Godziny otwarcia przedszkoli budzą ogromne emocje, zwłaszcza we wrześniu, kiedy trzeba dostosować się do nowej rzeczywistości. Są rodzice, którzy biegną po dzieci zaraz po obiedzie. Są i tacy, którzy mówią wprost, tak jak jedna z naszych czytelniczek: Marzę, by odbierać dziecko z przedszkola o 22. Krzywda by mu się nie stała, a ja mogłabym odsapnąć. Czy przedszkola powinny iść na rękę rodzicom i wydłużać godziny pracy nawet do późnego wieczora?
Do naszej redakcji przyszedł mail od mamy, a jednocześnie nauczycielki przedszkola. To wyważony i potrzebny głos w tej dyskusji, bo autorka zwraca uwagę na potrzeby i dzieci, i rodziców. Publikujemy go poniżej.
Trudno dziś być rodzicem
Szanowna Redakcjo, jako nauczycielka przedszkola, a jednocześnie mama, z dużym zainteresowaniem przeczytałam artykuł, w którym Autorka wyraziła marzenie, by móc odbierać dziecko z przedszkola nawet o godzinie 22. Rozumiem emocje, które stoją za tym wyznaniem: zmęczenie, poczucie przytłoczenia obowiązkami i brak czasu dla siebie to problemy, które dotykają wielu współczesnych rodziców.
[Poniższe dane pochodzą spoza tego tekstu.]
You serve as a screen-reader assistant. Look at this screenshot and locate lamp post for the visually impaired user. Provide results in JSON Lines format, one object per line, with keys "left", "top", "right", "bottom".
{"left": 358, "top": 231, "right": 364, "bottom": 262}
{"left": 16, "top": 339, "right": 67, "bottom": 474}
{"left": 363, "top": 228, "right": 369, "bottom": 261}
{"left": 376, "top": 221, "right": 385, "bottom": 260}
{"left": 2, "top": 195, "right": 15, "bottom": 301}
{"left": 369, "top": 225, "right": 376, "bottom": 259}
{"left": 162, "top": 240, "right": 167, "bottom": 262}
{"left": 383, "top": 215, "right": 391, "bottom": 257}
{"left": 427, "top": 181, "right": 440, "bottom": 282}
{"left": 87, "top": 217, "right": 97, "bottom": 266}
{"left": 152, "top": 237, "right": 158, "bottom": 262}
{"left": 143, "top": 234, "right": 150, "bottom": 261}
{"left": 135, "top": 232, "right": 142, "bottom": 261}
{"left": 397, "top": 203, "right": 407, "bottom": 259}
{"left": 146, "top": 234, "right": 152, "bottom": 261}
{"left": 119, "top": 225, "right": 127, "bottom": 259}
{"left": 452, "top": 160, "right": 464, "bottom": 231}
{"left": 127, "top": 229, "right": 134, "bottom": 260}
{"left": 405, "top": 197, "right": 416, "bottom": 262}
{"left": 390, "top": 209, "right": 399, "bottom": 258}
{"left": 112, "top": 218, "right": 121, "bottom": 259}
Sama, łącząc obowiązki zawodowe i samodzielne macierzyństwo, niejednokrotnie odczuwałam podobne napięcia. Trudno dziś być rodzicem, kiedy praca wymaga pełnej dyspozycyjności, a wsparcie systemowe bywa niewystarczające. Kiedy musimy lawirować między pracą, zakupami i praniem a przedszkolem, szkołą i zajęciami dodatkowymi naszych dzieci. Jednak to, co dla dorosłych może wydawać się rozwiązaniem, z perspektywy dziecka nie zawsze jest korzystne.
Wielogodzinny pobyt w przedszkolu to za dużo
Przedszkole to przestrzeń, która stwarza dzieciom możliwość nauki, zabawy, odkrywania świata i nawiązywania relacji z rówieśnikami. Trzeba jednak pamiętać, że dla małego dziecka intensywny, wielogodzinny pobyt w placówce stanowi poważne obciążenie psychiczne i fizyczne. Maluchy potrzebują stabilnego rytmu dnia, czasu na wyciszenie, a przede wszystkim odpowiedniej ilości snu.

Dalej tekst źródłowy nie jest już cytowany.